The town does not own that four-tenths of a mile on Bray Hill, as selectmen meeting minutes from Sept. 23 were written, and she requested that they correct the information.
Road Commissioner Ward Bredeau said as long as the existing right of way met the town’s boundary line, he was allowed to issue permits to the other property owners. Cosenza said the problem was a civil issue and should be settled by the new property owners and the person(s) who sold them the property.
“We didn’t sell the land to either of these people,” Cosenza said.
Selectmen agreed to request legal counsel to review the issue.
In other business:
* Town Manager Elaine Hubbard said she has publicized bid notices for a Public Works truck and other equipment the town wants to sell.
Viewing day will be Nov. 4 and bids must be turned in by 4 p.m. on Nov. 12, she said. Bids will be opened at the selectmen meeting that night.
* The board reviewed current progress on road work and culvert replacement at the intersection of Reeds Mill and Toothaker Pond roads.

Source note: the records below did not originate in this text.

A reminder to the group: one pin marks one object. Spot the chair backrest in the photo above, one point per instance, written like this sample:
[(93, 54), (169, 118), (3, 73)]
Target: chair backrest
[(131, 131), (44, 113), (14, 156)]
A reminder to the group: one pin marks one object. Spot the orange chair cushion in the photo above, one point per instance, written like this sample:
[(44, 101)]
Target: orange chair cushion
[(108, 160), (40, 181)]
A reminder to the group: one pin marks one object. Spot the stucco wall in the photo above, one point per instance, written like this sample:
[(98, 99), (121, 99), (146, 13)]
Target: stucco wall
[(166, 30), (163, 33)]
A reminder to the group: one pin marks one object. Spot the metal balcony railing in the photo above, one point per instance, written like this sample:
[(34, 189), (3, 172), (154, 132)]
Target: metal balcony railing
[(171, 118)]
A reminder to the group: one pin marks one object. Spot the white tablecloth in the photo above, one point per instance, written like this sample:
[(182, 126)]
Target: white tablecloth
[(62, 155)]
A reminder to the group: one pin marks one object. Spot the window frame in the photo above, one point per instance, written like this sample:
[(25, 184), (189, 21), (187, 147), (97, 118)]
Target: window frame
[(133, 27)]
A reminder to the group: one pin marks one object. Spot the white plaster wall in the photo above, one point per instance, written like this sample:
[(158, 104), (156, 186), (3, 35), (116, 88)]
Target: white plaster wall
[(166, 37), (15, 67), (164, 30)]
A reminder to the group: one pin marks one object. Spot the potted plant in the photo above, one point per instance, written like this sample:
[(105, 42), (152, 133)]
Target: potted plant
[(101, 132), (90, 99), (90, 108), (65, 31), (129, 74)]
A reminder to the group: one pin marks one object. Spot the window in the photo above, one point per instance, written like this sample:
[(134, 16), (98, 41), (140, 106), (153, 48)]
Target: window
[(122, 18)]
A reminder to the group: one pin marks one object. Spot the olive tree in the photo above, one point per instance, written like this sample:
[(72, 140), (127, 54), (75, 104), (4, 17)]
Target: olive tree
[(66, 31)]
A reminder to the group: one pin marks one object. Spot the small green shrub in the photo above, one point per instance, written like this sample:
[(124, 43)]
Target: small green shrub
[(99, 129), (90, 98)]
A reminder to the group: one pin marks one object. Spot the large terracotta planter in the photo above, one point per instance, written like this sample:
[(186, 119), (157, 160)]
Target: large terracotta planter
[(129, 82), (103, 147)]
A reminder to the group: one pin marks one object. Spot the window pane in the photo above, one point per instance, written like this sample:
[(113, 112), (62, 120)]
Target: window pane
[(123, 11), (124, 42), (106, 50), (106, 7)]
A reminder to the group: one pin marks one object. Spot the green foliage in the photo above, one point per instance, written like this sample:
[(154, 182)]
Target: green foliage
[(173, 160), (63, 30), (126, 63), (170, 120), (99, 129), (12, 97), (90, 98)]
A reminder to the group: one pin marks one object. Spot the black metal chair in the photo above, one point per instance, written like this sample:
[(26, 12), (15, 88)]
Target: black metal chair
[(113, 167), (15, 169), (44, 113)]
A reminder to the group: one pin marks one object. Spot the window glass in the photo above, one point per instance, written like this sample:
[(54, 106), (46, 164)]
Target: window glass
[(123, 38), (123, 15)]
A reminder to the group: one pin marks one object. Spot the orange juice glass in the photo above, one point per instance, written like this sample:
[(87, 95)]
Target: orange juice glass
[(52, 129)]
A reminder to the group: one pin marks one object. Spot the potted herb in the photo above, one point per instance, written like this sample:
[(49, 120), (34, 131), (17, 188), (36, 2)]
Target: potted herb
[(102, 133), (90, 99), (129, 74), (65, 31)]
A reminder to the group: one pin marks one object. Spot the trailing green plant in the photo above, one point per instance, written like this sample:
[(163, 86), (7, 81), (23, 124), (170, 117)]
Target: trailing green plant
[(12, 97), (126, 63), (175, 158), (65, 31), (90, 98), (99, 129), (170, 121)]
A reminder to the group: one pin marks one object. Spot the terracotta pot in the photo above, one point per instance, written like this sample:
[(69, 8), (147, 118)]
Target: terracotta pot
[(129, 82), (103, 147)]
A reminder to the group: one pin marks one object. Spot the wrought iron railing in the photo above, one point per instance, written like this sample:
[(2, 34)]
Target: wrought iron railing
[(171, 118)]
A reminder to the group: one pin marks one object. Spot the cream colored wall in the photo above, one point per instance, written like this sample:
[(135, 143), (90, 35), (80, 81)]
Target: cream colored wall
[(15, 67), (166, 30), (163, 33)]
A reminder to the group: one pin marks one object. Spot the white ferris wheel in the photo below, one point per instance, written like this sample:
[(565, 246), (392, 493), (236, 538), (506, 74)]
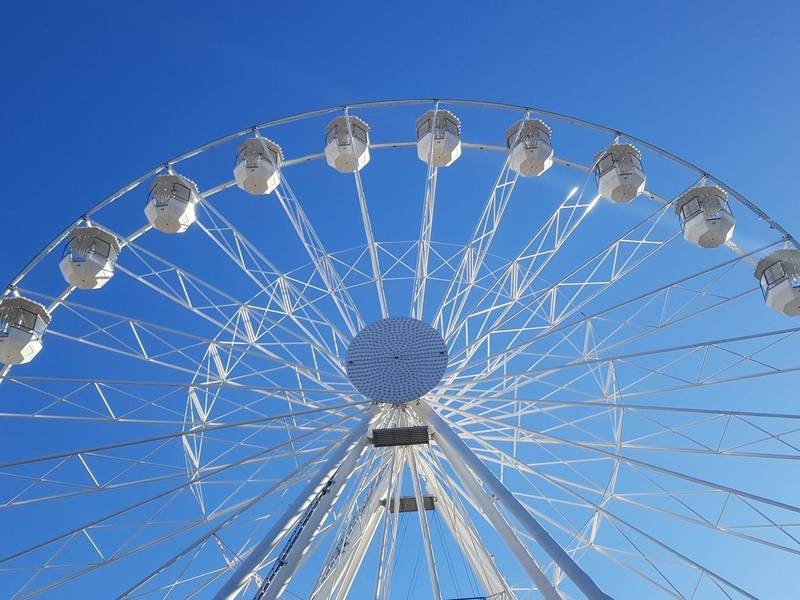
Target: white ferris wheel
[(406, 349)]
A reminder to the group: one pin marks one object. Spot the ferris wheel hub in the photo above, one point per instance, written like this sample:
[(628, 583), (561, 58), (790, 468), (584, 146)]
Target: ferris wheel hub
[(396, 360)]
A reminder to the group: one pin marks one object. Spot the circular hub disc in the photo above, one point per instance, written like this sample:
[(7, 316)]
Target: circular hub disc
[(396, 360)]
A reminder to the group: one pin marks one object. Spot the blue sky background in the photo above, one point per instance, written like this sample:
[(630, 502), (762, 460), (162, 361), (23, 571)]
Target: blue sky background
[(92, 97)]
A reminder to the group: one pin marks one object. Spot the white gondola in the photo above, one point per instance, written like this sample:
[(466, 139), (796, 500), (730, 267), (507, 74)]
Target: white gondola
[(619, 173), (531, 148), (89, 258), (342, 153), (172, 206), (705, 217), (445, 138), (779, 277), (257, 164), (22, 325)]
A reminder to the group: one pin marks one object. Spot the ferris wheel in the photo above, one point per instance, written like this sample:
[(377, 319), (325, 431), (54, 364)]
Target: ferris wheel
[(406, 349)]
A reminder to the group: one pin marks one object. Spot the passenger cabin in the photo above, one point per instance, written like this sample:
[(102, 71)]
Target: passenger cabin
[(779, 277), (347, 144), (529, 144), (440, 144), (172, 205), (619, 173), (89, 258), (258, 161), (705, 217)]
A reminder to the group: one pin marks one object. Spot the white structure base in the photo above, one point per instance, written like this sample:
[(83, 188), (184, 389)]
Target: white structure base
[(89, 274)]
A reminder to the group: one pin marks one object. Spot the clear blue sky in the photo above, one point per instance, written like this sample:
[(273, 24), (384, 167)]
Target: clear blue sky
[(94, 95)]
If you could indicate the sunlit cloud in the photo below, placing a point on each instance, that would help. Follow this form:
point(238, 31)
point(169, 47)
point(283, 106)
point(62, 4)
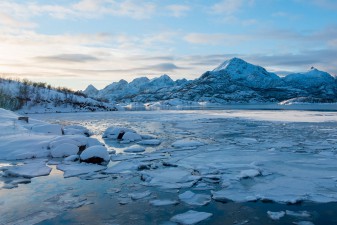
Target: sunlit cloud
point(178, 10)
point(214, 39)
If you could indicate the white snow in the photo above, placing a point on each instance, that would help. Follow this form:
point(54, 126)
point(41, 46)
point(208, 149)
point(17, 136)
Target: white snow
point(170, 178)
point(76, 169)
point(134, 149)
point(298, 214)
point(131, 137)
point(186, 143)
point(139, 195)
point(75, 130)
point(63, 150)
point(163, 202)
point(29, 170)
point(195, 199)
point(95, 151)
point(113, 132)
point(191, 217)
point(249, 173)
point(149, 142)
point(48, 129)
point(304, 223)
point(276, 215)
point(122, 167)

The three sections of old culvert at Bragg’s Corner have deteriorated, allowing water to seep out and erode the gravel and asphalt around it, according to Road Commissioner Ward Bredeau. He said he has worked around heavy rainstorms and spring runoff to keep the road passable. The culvert is 200 yards from the Sandy River and a nearby spring feeds into a stream. The water source and heavy spring rains keep the road wet. The town is required to protect the nearby spring-fed Warm Stream because Atlantic salmon have used it for spawning.
Bredeau and Hubbard met with Jeremy Bell, aquatic habitat restoration manager for the Nature Conservancy and the Atlantic Salmon Federation for help with design of the new culvert. Bredeau expressed frustration with drivers. Although he has shut down and barricaded both ends of the roads, people have ignored the sign instead of taking the detour. He’s encountered other problems that have stymied his construction efforts.
“Someone stole our East Madrid Road sign,” Bredeau said.
Hubbard said she had some good news to share about the project. The Nature Conservancy has awarded the town a $20,000 grant to offset construction costs, she said.
* Selectmen announced their next meeting would be held at 6 p.m. Wednesday, Nov. 12, rather than Nov. 11, which is Veterans Day.